Peterson took over a sad sack Chiefs operation in 1989 and hired Marty Schottenheimer as coach. Together, they built the Chiefs into one of the league's most successful teams over the next 10 years. Year after year Arrowhead Stadium sold out and the Chiefs competed for the AFC West title.
They never did get to the ultimate goal, the Super Bowl. With Joe Montana at quarterback, they did reach the AFC title game in the 1993 season, but lost to Buffalo.
However, Kansas City faltered the past decade after Schottenheimer resigned and seemed to hit a low point with an emotionally draining loss Sunday to San Diego.
"On behalf of my family and the entire Kansas City Chiefs organization, I want to thank Carl for his two decades of service to the Chiefs," Hunt said in a written statement. "Both Carl and I agreed that immediately initiating the search for the next Chiefs general manager would be the best thing for the future of the organization, and he will be resigning following the 2008 season."

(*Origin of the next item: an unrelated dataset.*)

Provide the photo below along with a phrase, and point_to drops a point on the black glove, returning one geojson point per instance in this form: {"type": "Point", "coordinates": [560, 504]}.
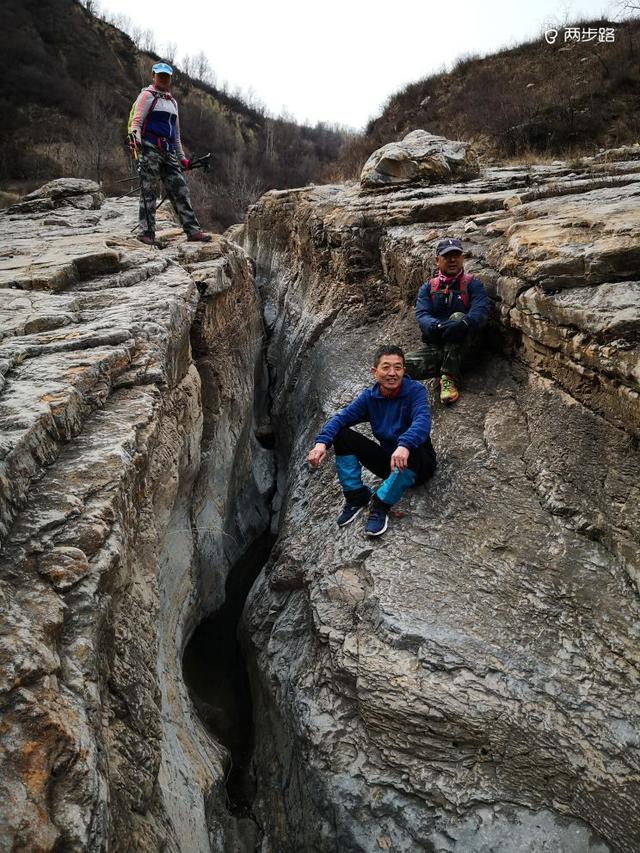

During Peterson's 20 years at the helm, the Chiefs amassed a 176-141-1 record, won the AFC West four times.
"I am proud of my association with the Kansas City Chiefs and our many accomplishments over the last 20 years," Peterson said in a statement released by the Chiefs. "I thank the Hunt family for the opportunity to lead the Chiefs organization and sincerely appreciate all the coaches, players, administrators and Chiefs employees with whom I've had the pleasure of working in my time here. Most importantly, I want to thank Chiefs fans around the country for their passionate support through the years. Chiefs fans are the finest in all of professional football."